Roger Cohen has a piece in today's NYT (it's here) in which he describes a letter from Paul Volcker and nine other "wise men" (and women) that urges Obama to be more proactive in engaging Hamas in the Israeli/Palestinian peace process.
The letter states that "shutting out [Hamas] and isolating Gaza has only made it stronger and Fatah weaker" and argues that the US should "shift the U.S. objective from ousting Hamas to modifying its behavior." The letter goes on to say that the US should "offer inducements that will enable [Hamas's] more moderate elements to prevail and cease discouraging third parties from engaging with Hamas in ways that might clarify its view and test its behavior."
This is interesting -- it seems to me that the possible opening of a dialogue with Hamas is analogous to the possibility of engaging with certain members of the Taliban (about which there were several articles, a couple of weeks ago, in the Times and Post).
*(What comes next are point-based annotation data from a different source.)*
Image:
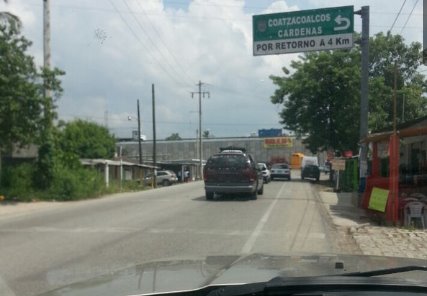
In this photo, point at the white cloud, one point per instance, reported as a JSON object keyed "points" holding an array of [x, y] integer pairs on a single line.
{"points": [[112, 56]]}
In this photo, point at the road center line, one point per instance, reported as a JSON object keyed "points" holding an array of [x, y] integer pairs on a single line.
{"points": [[4, 289], [251, 240]]}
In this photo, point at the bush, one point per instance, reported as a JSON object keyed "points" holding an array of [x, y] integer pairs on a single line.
{"points": [[17, 182], [75, 184]]}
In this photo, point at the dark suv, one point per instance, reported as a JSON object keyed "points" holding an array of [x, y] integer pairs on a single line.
{"points": [[310, 171], [232, 171]]}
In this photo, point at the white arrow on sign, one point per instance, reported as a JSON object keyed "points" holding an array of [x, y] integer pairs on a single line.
{"points": [[339, 20]]}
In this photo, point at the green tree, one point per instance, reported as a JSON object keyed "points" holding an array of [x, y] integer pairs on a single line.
{"points": [[25, 113], [321, 97], [83, 139], [390, 56], [173, 137]]}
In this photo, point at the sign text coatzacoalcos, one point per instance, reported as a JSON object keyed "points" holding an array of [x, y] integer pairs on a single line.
{"points": [[300, 31]]}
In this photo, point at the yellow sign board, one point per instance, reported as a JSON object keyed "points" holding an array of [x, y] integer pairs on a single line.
{"points": [[378, 200], [278, 142]]}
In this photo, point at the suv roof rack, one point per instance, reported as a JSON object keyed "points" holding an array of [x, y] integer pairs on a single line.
{"points": [[232, 148]]}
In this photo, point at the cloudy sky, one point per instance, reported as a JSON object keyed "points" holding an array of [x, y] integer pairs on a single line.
{"points": [[113, 51]]}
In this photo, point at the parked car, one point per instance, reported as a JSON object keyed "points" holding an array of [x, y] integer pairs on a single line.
{"points": [[232, 171], [165, 178], [310, 171], [266, 173], [280, 171]]}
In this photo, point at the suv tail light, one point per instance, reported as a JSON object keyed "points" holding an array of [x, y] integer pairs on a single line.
{"points": [[251, 174]]}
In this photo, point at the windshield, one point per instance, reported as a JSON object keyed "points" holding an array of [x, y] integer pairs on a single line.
{"points": [[141, 136]]}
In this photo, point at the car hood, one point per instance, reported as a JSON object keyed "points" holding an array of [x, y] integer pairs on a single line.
{"points": [[183, 274]]}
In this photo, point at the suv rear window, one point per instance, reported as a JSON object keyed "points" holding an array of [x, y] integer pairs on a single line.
{"points": [[228, 160], [280, 166]]}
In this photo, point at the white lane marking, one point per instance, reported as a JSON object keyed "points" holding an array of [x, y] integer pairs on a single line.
{"points": [[69, 230], [4, 289], [251, 241]]}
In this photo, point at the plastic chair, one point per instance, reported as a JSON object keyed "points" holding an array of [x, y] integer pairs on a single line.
{"points": [[414, 210]]}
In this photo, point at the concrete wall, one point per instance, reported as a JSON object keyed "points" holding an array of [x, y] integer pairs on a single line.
{"points": [[188, 149]]}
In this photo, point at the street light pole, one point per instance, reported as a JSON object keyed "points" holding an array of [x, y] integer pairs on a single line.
{"points": [[139, 134], [201, 93]]}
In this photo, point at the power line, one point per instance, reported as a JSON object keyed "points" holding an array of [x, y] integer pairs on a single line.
{"points": [[164, 44], [416, 2], [150, 39], [397, 16], [140, 41]]}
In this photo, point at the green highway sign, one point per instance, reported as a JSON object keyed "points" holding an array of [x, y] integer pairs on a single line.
{"points": [[300, 31]]}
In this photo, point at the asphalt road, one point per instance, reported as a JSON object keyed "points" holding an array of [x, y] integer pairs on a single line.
{"points": [[42, 249]]}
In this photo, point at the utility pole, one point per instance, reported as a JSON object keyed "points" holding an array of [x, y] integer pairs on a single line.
{"points": [[46, 60], [154, 135], [46, 33], [200, 93], [364, 107], [139, 134]]}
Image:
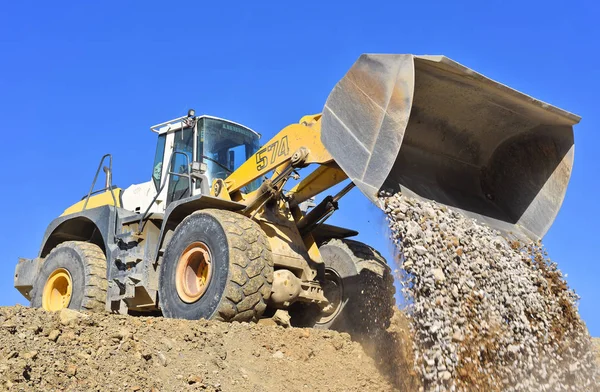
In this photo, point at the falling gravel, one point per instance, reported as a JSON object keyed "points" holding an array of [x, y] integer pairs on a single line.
{"points": [[487, 313]]}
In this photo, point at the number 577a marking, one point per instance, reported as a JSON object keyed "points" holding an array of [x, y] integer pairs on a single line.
{"points": [[274, 150]]}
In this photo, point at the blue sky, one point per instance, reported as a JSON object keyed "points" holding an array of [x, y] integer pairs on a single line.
{"points": [[83, 79]]}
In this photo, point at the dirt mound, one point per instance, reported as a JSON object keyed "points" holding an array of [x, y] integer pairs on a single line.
{"points": [[75, 351]]}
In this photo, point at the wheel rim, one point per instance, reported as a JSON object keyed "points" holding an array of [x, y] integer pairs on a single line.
{"points": [[333, 290], [57, 290], [193, 272]]}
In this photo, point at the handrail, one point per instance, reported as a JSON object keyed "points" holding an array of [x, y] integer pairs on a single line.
{"points": [[163, 181], [109, 181]]}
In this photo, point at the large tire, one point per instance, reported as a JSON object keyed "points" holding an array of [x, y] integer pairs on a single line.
{"points": [[86, 265], [364, 288], [239, 284]]}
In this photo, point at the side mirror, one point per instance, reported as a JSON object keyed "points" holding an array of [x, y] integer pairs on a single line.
{"points": [[198, 169]]}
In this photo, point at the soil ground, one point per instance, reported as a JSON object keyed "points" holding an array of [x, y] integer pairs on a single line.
{"points": [[74, 351]]}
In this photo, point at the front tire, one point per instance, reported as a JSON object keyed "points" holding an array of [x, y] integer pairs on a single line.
{"points": [[73, 275], [218, 265]]}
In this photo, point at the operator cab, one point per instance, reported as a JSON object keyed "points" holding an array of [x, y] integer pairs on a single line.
{"points": [[192, 152]]}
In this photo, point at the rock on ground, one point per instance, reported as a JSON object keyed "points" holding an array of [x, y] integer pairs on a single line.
{"points": [[102, 352], [487, 313]]}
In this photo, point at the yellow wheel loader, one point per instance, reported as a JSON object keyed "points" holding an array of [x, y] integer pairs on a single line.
{"points": [[216, 234]]}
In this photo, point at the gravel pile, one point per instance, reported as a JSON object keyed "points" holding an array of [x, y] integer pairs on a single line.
{"points": [[487, 313]]}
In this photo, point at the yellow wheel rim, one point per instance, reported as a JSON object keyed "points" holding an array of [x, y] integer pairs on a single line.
{"points": [[193, 272], [57, 291]]}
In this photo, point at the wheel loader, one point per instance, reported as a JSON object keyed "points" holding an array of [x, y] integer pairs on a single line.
{"points": [[220, 231]]}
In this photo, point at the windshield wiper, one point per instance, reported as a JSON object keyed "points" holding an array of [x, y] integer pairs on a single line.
{"points": [[218, 164]]}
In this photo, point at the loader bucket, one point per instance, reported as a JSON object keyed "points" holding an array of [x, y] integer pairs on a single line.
{"points": [[434, 129]]}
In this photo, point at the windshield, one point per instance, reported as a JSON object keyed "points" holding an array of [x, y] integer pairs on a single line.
{"points": [[225, 146]]}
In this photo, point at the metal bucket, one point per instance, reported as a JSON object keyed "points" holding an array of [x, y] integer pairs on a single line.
{"points": [[434, 129]]}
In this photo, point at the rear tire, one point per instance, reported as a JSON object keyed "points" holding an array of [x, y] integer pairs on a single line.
{"points": [[238, 285], [85, 264], [358, 277]]}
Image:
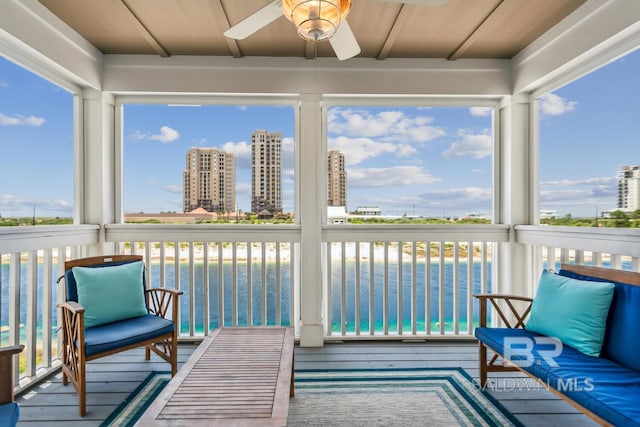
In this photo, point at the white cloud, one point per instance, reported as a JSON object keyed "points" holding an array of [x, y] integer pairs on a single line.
{"points": [[605, 180], [554, 105], [19, 205], [166, 135], [357, 150], [386, 125], [480, 111], [241, 151], [470, 145], [19, 120], [172, 188], [384, 177]]}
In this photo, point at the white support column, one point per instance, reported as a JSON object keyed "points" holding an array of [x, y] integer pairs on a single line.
{"points": [[98, 166], [514, 272], [310, 207]]}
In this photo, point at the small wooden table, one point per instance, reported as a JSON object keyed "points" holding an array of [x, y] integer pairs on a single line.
{"points": [[238, 376]]}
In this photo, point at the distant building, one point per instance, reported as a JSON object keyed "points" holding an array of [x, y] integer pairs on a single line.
{"points": [[548, 214], [629, 188], [336, 179], [337, 215], [209, 180], [266, 172], [368, 211]]}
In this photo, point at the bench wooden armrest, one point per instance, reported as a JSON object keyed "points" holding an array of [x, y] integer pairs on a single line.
{"points": [[161, 299], [6, 372], [518, 316]]}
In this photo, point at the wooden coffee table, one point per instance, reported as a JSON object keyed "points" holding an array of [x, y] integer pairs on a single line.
{"points": [[238, 376]]}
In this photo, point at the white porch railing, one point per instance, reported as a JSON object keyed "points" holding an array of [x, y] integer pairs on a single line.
{"points": [[30, 259], [609, 247], [230, 275], [427, 274], [406, 281]]}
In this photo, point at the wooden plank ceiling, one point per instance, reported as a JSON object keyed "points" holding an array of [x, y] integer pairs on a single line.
{"points": [[495, 29]]}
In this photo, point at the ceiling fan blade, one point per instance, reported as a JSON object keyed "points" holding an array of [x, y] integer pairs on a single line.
{"points": [[256, 21], [420, 2], [344, 43]]}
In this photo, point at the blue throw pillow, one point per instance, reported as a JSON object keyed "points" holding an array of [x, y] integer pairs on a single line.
{"points": [[111, 293], [574, 311]]}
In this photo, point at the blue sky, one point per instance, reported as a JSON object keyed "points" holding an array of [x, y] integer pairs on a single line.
{"points": [[405, 160]]}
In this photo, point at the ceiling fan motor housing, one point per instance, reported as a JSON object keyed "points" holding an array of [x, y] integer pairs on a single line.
{"points": [[316, 20]]}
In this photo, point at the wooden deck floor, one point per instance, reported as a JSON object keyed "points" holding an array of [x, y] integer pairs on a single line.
{"points": [[111, 379]]}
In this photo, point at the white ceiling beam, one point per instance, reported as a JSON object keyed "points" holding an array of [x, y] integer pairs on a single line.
{"points": [[37, 39], [130, 74], [471, 38], [223, 20], [398, 23], [595, 34], [144, 31]]}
Engaging with Hamas would be in keeping with Obama's promise of a renewed emphasis on diplomacy (and fewer "hard and fast rules" about who the US will talk to versus who we won't). However, as a political matter, I imagine that convincing the American public/foreign policy establishment to work with Hamas will be even tougher than doing so with the Taliban, given the US's history of almost-unquestioning support of Israel.
I guess, though, the point of Cohen's piece is that the Volcker letter shows that the perspective of the foreign policy establishment is changing.